When you use your Wild Shape feature, you can transform into the shape of a beast with a swimming speed. Starting at 8th level, you can choose the shape of a beast with a swimming speed and a challenge rating of up to 2.
With noises and gestures, you can communicate simple ideas with Small or smaller beasts that have a swimming speed.
At 2nd level, you wield the crushing pressure of the depths. When you hit a creature with a spell attack or a creature fails a saving throw against a spell you cast, you can spend your bonus action to knock the target prone, and its speed is halved until the beginning of your next turn. You can use this feature a number of times equal to your Wisdom modifier (minimum 1), and you regain all expended uses when you finish a long rest.
Beginning at 6th level, you can help other people venture into the depths. Creatures affected by a water breathing spell that you cast also gain resistance to cold damage, a swimming speed equal to their walking speed, and the ability to withstand pressure to a depth of 6,000 feet. Water breathing spells that you cast can’t be dispelled by anyone other than you, and you gain water breathing as an extra prepared spell.
Edit: Added water breathing as a permanent prepared spell.
Where Eyeless Things Dwell
Starting at 10th level, you gain blindsight out to a range of 60 feet.

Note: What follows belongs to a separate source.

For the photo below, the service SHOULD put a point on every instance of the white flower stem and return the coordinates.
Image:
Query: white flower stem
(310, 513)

Furthermore, you can communicate telepathically with any creature you can see within 120 feet. You don’t need to share a language with the creature for it to understand your telepathic messages, but the creature must be able to speak at least one language.
Davy Jones’s Locker
Beginning at 14th level, when you knock a creature prone with your Crushing Pressure feature, you can also force the target to roll a Constitution saving throw. The target suffers 5d10 cold damage and is restrained for 1 minute on a failed saving throw; on a success, it suffers half damage and is not restrained. At the end of each of its turns, the target can attempt a new saving throw; on a success, it is no longer restrained. You can use this part of this feature once, and regain the use of it when you finish a long rest.
Furthermore, you regain all expended uses of Crushing Pressure when you finish a short or long rest.

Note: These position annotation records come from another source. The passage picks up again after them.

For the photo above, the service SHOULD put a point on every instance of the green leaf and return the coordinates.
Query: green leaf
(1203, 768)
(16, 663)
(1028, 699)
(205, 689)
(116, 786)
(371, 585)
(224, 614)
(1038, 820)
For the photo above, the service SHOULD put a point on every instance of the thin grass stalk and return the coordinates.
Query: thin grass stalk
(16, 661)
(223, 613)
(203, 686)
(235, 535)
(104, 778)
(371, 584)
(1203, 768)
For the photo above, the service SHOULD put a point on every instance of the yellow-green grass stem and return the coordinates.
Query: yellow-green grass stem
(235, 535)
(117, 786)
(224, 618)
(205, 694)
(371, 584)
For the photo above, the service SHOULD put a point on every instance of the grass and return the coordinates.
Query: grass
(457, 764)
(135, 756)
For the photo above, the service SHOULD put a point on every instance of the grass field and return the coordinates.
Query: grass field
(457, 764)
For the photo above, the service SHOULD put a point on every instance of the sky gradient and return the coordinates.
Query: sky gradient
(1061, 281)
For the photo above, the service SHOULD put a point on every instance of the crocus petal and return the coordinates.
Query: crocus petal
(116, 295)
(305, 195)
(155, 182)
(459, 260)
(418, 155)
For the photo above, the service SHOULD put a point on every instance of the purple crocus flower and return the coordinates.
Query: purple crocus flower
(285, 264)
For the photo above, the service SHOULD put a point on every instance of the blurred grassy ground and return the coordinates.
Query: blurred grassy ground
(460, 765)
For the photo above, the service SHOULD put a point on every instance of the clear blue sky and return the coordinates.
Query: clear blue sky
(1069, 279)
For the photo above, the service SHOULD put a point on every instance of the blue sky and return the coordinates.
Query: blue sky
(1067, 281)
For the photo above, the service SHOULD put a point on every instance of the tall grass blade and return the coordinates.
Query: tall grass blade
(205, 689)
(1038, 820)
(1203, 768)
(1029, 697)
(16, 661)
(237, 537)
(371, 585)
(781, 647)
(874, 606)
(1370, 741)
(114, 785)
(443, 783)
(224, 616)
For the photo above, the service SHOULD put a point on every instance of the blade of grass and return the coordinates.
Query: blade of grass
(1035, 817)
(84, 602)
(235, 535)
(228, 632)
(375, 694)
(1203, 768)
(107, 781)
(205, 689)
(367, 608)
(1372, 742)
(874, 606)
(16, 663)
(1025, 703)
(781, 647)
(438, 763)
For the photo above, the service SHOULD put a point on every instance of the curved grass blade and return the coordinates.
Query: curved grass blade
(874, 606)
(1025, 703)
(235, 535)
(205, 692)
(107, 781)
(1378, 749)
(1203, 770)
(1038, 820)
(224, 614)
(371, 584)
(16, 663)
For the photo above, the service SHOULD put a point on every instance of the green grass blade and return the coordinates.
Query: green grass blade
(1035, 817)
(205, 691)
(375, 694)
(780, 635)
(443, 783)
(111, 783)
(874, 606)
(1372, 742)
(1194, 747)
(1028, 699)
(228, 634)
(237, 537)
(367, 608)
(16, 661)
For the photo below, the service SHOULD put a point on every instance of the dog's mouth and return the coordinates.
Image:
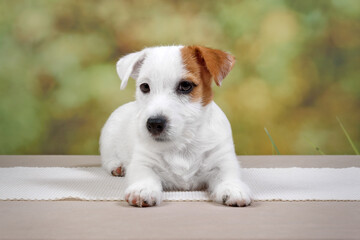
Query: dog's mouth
(161, 139)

My number-one design goal is to differentiate this subclass in every meaningful way from Circle of the Land (Coast). Thematically, I am well aware that it’s slicing things a bit thin, and you could readily use Land (Coast) for all of your aquatic-druid needs – so let me know how this lands for you.
More than most classes, it’s difficult to point to one primary playstyle for 5e druids. They’re controllers with a strong side of leader, or vice versa. The Circle of the Land is largely a random toolbox, the Circle of the Moon adds some defender play, and both Dreams and Shepherd go way in on strengthening the leader side. I haven’t read Circle of Spores closely yet, but I assume it’s either controller or striker friendly. My point in all of this is that the Circle of the Deeps boosts the controller side, with a pretty steady diet of extra chances to knock targets down and slow them down.

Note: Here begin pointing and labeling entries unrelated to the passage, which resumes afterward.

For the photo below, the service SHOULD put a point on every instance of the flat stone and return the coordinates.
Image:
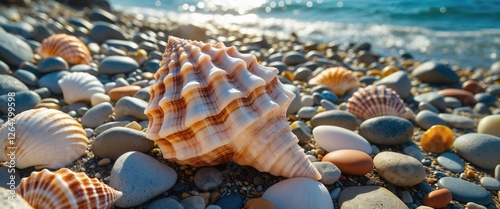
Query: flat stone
(451, 161)
(97, 115)
(131, 106)
(479, 149)
(335, 118)
(464, 191)
(355, 197)
(140, 178)
(399, 169)
(116, 141)
(435, 73)
(386, 130)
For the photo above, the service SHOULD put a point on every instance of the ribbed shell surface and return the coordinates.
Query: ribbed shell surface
(43, 138)
(373, 101)
(338, 79)
(65, 189)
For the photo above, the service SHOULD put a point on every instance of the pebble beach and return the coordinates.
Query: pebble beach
(438, 148)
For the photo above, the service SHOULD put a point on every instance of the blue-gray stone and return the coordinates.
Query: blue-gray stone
(451, 161)
(386, 130)
(464, 191)
(117, 64)
(50, 81)
(13, 50)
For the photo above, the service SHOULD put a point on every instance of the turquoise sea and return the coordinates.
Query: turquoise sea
(461, 32)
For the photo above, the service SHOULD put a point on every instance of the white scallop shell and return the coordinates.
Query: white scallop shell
(79, 86)
(299, 193)
(42, 138)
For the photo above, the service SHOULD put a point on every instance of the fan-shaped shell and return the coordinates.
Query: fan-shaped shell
(79, 86)
(69, 47)
(338, 79)
(42, 138)
(210, 105)
(373, 101)
(65, 189)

Oceanborn and Pearl-Diving Charm offer a lot less to creatures that are naturally water-breathing. I don’t currently have a quick fix for that, but it’s something I’ll be thinking about as this goes through revisions.
Where Eyeless Things Dwell is about both the natural animals of the abyssopelagic zone (blindsight), and the only-slightly-weirder things that live down there in a D&D world. Aboleths, mainly – so that’s what the telepathy references.
Davy Jones’s Locker is inspired mainly by Dark Delirium and Hurl Through Hell, the warlock patron features. It sort of splits the difference between the control of Dark Delirium and the damage of Hurl Through Hell, without really trying to capture the one-round banishment of the latter.
Even more so than usual, I’d love to get feedback on this. It’s going in a Real Book, y’all!